Monday, Jun. 27, 1949
Dabneys (Cont'd)
TOMORROW WE REAP (384 pp.)--James Street <& James Childers--Dial ($3).
Nine years ago, James Street published the first of his series of novels of the Dabneys, Oh, Promised Land. The first book was 816 pages long, the next, Tap Roots, 593 pages, the third, By Valor and Arms, 538 pages. They told the story of
Sam and Honoria Dabney and their descendants ; how they settled in Mississippi, fought Indians, traded in slaves, cleared land, built roads, made fortunes, formed the Free State of Lebanon (in opposition to the Confederacy) during the Civil War.

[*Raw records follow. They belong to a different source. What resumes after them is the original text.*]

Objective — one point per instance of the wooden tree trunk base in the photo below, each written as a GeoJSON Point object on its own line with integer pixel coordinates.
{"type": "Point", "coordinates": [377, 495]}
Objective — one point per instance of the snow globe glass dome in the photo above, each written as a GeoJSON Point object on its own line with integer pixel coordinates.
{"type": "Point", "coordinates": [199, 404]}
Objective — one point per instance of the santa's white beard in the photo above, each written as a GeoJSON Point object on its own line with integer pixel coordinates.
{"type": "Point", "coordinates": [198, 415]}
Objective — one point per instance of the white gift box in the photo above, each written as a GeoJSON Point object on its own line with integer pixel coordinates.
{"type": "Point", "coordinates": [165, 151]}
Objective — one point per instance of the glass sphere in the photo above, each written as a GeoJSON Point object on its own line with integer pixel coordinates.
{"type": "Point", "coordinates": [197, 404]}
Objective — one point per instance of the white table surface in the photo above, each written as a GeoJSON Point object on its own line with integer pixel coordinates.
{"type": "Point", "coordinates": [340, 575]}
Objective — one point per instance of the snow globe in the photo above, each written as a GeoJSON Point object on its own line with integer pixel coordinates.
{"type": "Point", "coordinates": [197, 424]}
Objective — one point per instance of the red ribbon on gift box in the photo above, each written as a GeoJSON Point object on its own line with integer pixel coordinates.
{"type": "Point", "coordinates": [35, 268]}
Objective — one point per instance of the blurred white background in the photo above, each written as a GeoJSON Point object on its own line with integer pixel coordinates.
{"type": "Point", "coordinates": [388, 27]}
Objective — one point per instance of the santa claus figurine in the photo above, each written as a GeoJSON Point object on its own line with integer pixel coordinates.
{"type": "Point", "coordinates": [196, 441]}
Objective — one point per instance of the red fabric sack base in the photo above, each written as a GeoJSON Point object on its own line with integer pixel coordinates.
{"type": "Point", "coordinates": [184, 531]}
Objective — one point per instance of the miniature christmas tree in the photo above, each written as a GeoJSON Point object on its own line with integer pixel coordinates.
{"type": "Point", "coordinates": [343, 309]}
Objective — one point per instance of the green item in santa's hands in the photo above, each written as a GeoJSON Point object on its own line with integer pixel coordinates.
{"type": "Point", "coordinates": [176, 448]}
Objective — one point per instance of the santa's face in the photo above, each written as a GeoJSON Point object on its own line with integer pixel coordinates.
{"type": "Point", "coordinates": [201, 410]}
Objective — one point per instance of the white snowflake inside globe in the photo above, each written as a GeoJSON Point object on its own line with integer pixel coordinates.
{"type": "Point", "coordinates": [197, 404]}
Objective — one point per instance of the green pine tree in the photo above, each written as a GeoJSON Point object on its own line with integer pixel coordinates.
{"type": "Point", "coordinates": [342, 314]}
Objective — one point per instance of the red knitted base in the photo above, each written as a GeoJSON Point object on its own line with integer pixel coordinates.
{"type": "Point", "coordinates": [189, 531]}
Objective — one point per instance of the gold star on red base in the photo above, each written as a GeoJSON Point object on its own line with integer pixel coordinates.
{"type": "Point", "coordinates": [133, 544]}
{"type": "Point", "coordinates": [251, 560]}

Author Street's historical romances had everything that such books need: swaggering heroes, beautiful women, villainous (and noble) redskins, shocking rapes and seductions and massacres, as well as action everywhere and all the time. If readers tired of the floggings, the snakes, the brains splattered on the deck, the hussies driving strong men to distraction, they were compensated by vivid scenes, like the passage of the ironclad Arkansas through the Union fleet at Vicksburg.
Between installments of the Dabney saga, Author Street, a onetime Baptist preacher and former newspaperman, wrote a novel of contemporary Mississippi, In My Father's House, and The Gauntlet (TIME, Dec. 24, 1945), which sold 800,000 copies. In the midst of writing Tomorrow We Reap, which carries the Dabney clan beyond 1893, he bogged down, doubted that he could finish the book. Alabama-born James Childers (Laurel and Straw), an Air Force colonel in World War II and a Dabney fan, volunteered to help him. The result is unspectacular, although followers of the Dabneys will want to read it to find out what happened to the grandchildren and great-grandchildren. It is a more orderly and down-to-earth book than its predecessors, its characters more credible, its melodrama more restrained. But it is oddly less interesting for being more plausible, and less convincing for being closer to a recognizable environment. Part of the difficulty is that the plot seems to have been trimmed down to the proportions of a cinema scenario. Part of it is that the flamboyance and stage effects of the earlier books do not mix with the doings of backwoods storekeepers or squabbles over right-of-way. But the deeper trouble is that Author Street's view of history, like that of most contemporary historical novelists, does not produce much of dramatic interest when applied to events after the Civil War.